Rotes Rathaus

Es gibt immer noch Zeit­genossen, die glau­ben, das Rote Rathaus hätte seinen Namen während der DDR-Zeiten bekom­men und daher sei es eine ideo­lo­gisch gefärbte Bezeich­nung. Aber das ist Quatsch, der Name bezieht sich ausschließ­lich auf die rote Ziegel-Terra­kotta-Fassade, unab­hän­gig davon, wer im Haus das Sagen hat. Und deshalb hatte auch der poli­ti­sche moti­vierte Vorstoß vor eini­gen Jahren keine Chance, eine offi­zi­elle Umbe­nen­nung in “Berli­ner Rathaus” zu errei­chen.
Fast wäre es sowieso das Rathaus von Cölln gewor­den. Als nämlich 1709 von König Fried­rich I. die Zusam­men­le­gung der dama­li­gen Orte Berlin, Cölln, Fried­rich­stadt, Fried­richs­wer­der und Doro­theen­stadt verkün­det wurde, sollte das dama­lige Rathaus von Cölln der Verwal­tungs­sitz werden, weil es dem Schloss am nächs­tens stand. Nach dem Sitz des Rathau­ses benennt sich auch die Stadt und da das Cöll­ner Rathaus dann doch nicht genom­men wurde, da es zu baufäl­lig war, wurde auf das Rathaus von Berlin ausge­wi­chen. Und deshalb heißt die Stadt heute auch Berlin.

Aber zurück zum Rathaus: In den folgen­den Jahr­zehn­ten wuchs die Bevöl­ke­rungs­zahl der Stadt auf das Drei­fa­che, das alte Rathaus wurde zu klein und ab Ende des 18. Jahr­hun­derts wies es auch baulich immer mehr Mängel auf. Karl Fried­rich Schin­kel urteilte 1814, dass das Berli­ner Rathaus “unter den Rathäu­sern von Haupt­städ­ten eines der unan­sehn­lichs­ten und unzweck­mä­ßigs­ten in seiner Anlage” sei. Doch seine Pläne zum Umbau des Hauses wurden vom Magis­trat abge­lehnt, weil sie zu teuer waren. Jahre­lang wurden nun einzelne Berei­che in andere Gebäude verlegt. Erst 1857 gab es einen Archi­tek­ten-Wett­be­werb zum Bau eines neuen Rathau­ses.

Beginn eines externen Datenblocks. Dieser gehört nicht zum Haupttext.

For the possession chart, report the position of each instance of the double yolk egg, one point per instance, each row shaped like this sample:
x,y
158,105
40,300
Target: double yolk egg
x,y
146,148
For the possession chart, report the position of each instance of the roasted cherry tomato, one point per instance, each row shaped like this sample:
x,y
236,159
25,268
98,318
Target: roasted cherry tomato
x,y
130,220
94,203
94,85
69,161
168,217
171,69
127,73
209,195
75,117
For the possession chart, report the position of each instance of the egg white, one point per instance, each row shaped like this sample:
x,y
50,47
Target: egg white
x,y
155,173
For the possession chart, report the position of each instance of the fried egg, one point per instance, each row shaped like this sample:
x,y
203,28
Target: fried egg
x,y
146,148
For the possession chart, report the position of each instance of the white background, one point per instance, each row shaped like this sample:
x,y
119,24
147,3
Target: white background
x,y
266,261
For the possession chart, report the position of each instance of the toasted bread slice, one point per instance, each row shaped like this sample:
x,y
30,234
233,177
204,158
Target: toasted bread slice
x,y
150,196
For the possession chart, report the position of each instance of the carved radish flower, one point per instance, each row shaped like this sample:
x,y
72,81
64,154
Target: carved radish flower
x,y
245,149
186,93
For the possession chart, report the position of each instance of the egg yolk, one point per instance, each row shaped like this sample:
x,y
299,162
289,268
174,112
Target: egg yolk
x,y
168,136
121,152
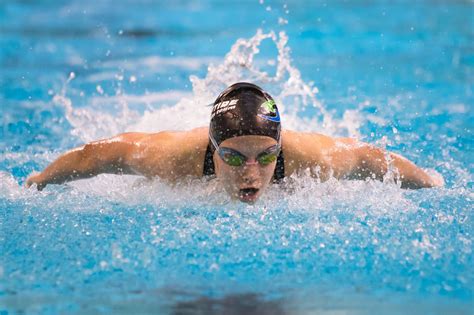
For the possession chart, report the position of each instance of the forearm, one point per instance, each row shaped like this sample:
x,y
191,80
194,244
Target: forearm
x,y
84,162
70,166
376,162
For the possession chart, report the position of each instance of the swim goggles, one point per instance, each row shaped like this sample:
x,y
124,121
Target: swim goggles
x,y
235,158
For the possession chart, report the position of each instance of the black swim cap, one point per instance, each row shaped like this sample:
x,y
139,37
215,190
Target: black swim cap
x,y
244,109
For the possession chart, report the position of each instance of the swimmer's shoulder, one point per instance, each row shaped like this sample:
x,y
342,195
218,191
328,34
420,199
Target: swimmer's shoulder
x,y
307,150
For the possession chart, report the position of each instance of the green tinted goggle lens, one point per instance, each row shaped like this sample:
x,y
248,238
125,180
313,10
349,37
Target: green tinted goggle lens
x,y
235,158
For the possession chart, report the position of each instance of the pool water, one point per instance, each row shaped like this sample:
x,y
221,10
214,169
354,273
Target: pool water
x,y
396,74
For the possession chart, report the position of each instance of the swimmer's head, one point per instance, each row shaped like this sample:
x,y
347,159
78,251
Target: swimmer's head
x,y
244,109
245,132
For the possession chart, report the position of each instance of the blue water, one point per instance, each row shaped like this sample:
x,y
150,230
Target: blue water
x,y
397,74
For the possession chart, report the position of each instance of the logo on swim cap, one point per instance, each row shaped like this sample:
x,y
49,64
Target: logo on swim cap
x,y
269,111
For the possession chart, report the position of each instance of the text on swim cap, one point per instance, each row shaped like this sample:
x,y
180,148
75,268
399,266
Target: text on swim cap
x,y
222,107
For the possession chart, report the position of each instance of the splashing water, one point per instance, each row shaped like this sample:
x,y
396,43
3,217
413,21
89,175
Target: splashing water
x,y
286,86
303,244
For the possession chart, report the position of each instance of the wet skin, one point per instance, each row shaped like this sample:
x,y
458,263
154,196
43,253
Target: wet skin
x,y
249,181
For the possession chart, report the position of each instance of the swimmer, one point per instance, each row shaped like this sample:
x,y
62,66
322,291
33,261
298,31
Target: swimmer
x,y
244,147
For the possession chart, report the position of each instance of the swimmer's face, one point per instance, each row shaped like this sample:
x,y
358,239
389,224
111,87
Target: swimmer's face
x,y
248,181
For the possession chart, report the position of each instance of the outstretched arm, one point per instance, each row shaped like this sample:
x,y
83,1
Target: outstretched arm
x,y
373,162
105,156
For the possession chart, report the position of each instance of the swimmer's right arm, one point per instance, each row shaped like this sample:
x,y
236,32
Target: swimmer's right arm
x,y
105,156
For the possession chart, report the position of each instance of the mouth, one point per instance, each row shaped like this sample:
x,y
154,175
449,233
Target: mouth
x,y
248,194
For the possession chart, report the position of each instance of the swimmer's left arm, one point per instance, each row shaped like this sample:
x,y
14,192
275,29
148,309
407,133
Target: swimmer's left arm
x,y
362,160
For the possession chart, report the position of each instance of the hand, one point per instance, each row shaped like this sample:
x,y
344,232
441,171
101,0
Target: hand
x,y
35,178
437,179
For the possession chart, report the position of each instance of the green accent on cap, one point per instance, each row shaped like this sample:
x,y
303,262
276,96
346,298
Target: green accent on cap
x,y
269,106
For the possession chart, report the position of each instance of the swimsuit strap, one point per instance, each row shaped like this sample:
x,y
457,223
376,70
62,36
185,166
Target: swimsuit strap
x,y
279,173
209,165
208,162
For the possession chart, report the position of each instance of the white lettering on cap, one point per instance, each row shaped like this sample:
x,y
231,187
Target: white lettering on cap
x,y
223,107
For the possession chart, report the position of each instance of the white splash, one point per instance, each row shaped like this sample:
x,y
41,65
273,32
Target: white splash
x,y
242,63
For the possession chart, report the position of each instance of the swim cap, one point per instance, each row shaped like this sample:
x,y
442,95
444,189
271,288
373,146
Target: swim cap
x,y
244,109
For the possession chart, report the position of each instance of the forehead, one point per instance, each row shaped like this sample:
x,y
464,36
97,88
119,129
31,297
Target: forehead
x,y
248,142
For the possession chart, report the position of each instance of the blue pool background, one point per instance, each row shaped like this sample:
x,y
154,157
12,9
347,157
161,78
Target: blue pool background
x,y
396,74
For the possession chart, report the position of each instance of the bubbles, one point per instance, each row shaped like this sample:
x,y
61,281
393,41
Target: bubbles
x,y
130,233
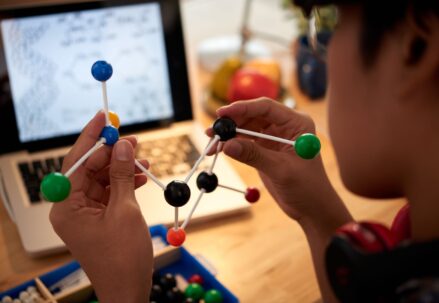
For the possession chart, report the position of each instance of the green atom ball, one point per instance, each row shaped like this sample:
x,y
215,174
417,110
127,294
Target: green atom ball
x,y
194,291
55,187
307,146
213,296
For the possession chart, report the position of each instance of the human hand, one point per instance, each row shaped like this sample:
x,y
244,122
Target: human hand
x,y
300,187
101,222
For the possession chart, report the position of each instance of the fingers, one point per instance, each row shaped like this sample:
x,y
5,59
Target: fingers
x,y
271,111
250,153
122,174
101,158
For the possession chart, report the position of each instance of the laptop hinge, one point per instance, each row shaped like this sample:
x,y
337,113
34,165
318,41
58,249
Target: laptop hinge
x,y
5,198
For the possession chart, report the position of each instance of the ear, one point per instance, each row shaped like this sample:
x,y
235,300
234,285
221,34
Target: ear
x,y
420,51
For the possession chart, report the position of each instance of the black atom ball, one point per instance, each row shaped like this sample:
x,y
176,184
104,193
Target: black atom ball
x,y
207,182
177,193
225,128
168,282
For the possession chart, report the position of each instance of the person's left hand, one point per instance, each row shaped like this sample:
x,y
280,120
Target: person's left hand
x,y
101,222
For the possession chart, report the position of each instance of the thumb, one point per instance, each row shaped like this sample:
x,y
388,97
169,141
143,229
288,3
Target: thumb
x,y
249,153
122,171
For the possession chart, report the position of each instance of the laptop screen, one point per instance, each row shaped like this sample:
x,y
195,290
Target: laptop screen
x,y
48,53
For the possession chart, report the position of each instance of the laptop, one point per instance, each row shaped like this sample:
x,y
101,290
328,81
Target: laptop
x,y
47,95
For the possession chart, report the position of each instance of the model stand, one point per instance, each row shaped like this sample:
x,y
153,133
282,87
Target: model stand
x,y
56,186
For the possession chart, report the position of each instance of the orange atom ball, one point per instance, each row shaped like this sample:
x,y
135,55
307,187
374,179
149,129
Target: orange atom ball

Im Erdge­schoss soll­ten Geschäfte unter­ge­bracht werden, für den Ober­bür­ger­meis­ter war eine eigene Wohnung im Gebäude vorge­se­hen. Doch der Wett­be­werb endete erfolg­los, alle einge­reich­ten Vorschläge gefie­len dem Magis­trat nicht. Darauf­hin beauf­tragte er mehrere Baumeis­ter, neue Vorschläge vorzu­le­gen. Hermann Fried­rich Waese­mann, einst Schü­ler der Bauaka­de­mie, hatte bereits am Schloss mitge­ar­bei­tet und bekam im April 1859 den Auftrag.

Sein erster Vorschlag wurde zwar abge­lehnt, dafür fand der zweite im Magis­trat eine breite Zustim­mung. Im April 1860, began­nen die Arbei­ten für den Rathaus-Neubau, doch erst ein Jahr­zehnt später ging es voll­stän­dig in Betrieb. Ein ganzes Stadt­vier­tel musste dem 99 mal 88 Meter Grund­flä­che umfas­sen­den Neubau weichen. Der umlau­fende Terra­kot­taf­ries stellt auf 36 Tafeln die Berli­ner Geschichte bis 1871 dar.
Im Zwei­ten Welt­krieg wurde das Rathaus zur Hälfte zerstört. Zwischen 1951 und 1955 wurde das Rathaus wieder aufge­baut, aller­dings folgte der Innen­auf­bau nicht mehr der ursprüng­li­chen Struk­tur. Die Fassade wurde mit Ziegeln wieder herge­stellt, die den ursprüng­li­chen ähneln. Die offi­zi­elle Eröff­nung fand im Novem­ber 1955 statt. Seit dem Okto­ber 1991 ist das Rotes Rathaus wieder der Regie­rungs­sitz der gesam­ten Stadt.